Type 2 fuzzy logic has been developed in theory and practice to obtain achievement for real applications [1–10]. A review of the methods used in the design of interval type 2 fuzzy controllers has been considered [11]. However, the complexity of T2FLS is still large and many researches focus to reduce these problems on the approach to algorithm or hardware implementation. Some proposals implement type 2 FLS focus on the design, and software development for coding a high-speed defuzzification stage based on the average method of two type 1 FLS [12] or the optimization of an incremental fuzzy PD controller based on a genetic algorithm [13]. More recent works, where an interval type 2 FIS Karnik-Mendel is designed, tested and implemented based on hardware implementation [14]. Using GPUs for general purpose computing is mentioned in many researches, recently, to speed up complicated algorithms by parallelizing to suitable GPU architecture, especially for applications of fuzzy logic. Anderson et al. [15] presented a GPU solution for the fuzzy C-means (FCMs). This solution used OpenGL and Cg to achieve approximately two orders of magnitude computational speedup for some clustering profiles using an nVIDIA 8800 GPU. They later generalized the system for the use of non-Euclidean metrics [16]. Further, Sejun Kim [17] describes the method used to adapt a multilayer trees structure composed of fuzzy adaptive units into CUDA platforms. Chiosa and Kolb [18] present a framework for mesh clustering solely implemented on the GPU with a new generic multilevel clustering technique. Chia et al. [19] proposes the implementation of a zero-order TSK-fuzzy neural network (FNN) on GPUs to reduce training time. Harvey et al. [20] present a GPU solution for fuzzy inference. Anderson et al. [21] present a parallel implementation of fuzzy inference on a GPU using CUDA. Again, over two orders of speed improvement of this naturally parallel algorithm can be achieved under particular inference profiles. One problem with this system, as well as the FCM GPU implementation, is that they both rely upon OpenGL and Cg (graphics libraries), which makes the system and generalization of its difficult for newcomers to GPU programming.

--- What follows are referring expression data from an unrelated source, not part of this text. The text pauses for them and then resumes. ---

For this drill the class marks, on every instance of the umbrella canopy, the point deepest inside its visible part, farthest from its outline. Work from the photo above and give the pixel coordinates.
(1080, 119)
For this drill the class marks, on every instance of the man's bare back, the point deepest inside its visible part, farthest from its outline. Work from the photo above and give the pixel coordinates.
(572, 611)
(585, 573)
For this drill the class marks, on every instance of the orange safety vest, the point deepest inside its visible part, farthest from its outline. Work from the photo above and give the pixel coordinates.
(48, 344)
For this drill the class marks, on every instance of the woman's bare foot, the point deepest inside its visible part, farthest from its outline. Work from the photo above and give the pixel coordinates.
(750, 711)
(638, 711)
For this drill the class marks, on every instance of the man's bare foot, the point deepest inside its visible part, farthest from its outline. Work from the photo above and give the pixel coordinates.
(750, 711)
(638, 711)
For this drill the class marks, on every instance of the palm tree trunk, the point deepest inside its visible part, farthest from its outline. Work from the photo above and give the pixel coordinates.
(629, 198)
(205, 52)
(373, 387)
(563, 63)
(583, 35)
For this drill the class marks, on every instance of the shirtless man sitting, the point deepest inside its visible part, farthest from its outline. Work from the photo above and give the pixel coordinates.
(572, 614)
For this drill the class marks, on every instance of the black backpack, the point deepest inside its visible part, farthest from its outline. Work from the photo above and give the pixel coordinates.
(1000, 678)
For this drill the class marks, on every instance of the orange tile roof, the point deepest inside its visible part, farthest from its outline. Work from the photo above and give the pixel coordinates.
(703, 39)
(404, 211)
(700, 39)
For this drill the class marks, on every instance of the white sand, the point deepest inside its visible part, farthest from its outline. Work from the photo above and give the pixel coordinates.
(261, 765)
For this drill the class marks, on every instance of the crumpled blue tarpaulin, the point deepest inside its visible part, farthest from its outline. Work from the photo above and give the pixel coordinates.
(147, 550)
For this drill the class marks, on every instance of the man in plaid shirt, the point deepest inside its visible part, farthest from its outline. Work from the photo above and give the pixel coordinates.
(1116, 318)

Therefore, we carried out fuzzy logic systems analysis in order to take advantage of GPUs processing capabilities. The algorithm must be altered in order to be computed fast on a GPU. In this paper, we explore the use of nVIDIA's Compute Unified Device Architecture (CUDA) for the implementation of an interval type 2 fuzzy logic system (IT2FLS). This language exposes the functionality of the GPU in a language that most programmers are familiar with, the C/C++ language that the masses can understand and more easily integrate into applications that do not have the need otherwise to interface with a graphics API. Experiments are implemented for obstacle avoidance behavior of robot navigation based on nVIDIA platform with the summarized reports on runtime.

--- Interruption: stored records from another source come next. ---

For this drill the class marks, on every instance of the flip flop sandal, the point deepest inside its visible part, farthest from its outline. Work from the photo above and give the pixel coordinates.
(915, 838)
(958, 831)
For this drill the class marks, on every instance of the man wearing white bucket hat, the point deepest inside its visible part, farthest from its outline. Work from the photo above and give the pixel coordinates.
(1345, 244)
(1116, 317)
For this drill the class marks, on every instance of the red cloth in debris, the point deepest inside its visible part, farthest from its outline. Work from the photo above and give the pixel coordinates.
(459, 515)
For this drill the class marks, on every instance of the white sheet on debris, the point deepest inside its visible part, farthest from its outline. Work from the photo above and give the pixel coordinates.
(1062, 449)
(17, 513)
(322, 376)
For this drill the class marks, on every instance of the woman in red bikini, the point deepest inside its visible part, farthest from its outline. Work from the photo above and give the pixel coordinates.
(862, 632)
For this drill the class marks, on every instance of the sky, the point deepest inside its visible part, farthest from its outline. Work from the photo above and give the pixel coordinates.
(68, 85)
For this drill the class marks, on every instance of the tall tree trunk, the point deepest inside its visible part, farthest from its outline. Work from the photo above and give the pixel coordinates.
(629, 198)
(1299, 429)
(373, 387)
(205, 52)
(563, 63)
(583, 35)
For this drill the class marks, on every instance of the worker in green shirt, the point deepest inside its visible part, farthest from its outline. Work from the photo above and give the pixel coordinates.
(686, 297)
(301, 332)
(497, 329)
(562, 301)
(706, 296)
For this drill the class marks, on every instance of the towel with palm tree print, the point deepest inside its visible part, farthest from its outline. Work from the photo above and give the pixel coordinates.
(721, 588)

The paper is organized as follows: Section 2 presents an overview on GPUs and CUDA; Section 3 introduces the interval type 2 fuzzy logic systems; Section 4 proposes a speedup of IT2FLS using GPU and CUDA; Section 5 presents experimental results of IT2FLS be implemented on GPUs in comparing with on CPU; Section 6 is conclusion and future works.
2. Graphics Processor Units and CUDA
Traditionally, graphics operations, such as mathematical transformations between coordinate spaces, rasterization, and shading operations have been performed on the CPU. GPUs were invented in order to offload these specialized procedures to advanced hardware better suited for the task at hand. Because of the popularity of gaming, movies, and computer-aided design, these devices are advancing at an impressive rate. Classically, before the advent of CUDA, general purpose programming on a GPU (GPGPU) was performed by translating a computational procedure into a graphics format that could be executed in the standard graphics pipeline. This refers to the process of encoding data into a texture format, identifying sampling procedures to access this data, and converting the algorithms into a process that utilized rasterization (the mapping of array indices to graphics fragments) and frame buffer objects (FBO) for multipass rendering. GPUs are specialised stream processing devices.
This processing model takes batches of elements and computes a similar independent calculation in parallel to all elements. Each calculation is performed with respect to a program, typically called a kernel. GPUs are growing at a faster rate than CPUs, and their architecture and stream processing design makes them a natural choice for many algorithms, such as computational intelligence algorithms that can be parallelised.
nVIDIA's CUDA is a data-parallel computing environment that does not require the use of a graphics API, such as OpenGL and a shader language. CUDA applications are created using the C/C++ language. CPU and GPU programs are developed in the same environment (i.e., a single C/C++ program), and the GPU code is later translated from C/C++ to instructions to be executed by the GPU. nVIDIA has even gone as far as providing a CUDA Matlab plugin. A C/C++ program using CUDA can interface with one GPU or multiple GPUs can be identified and utilized in parallel, allowing for unprecedented processing power on a desktop or workstation.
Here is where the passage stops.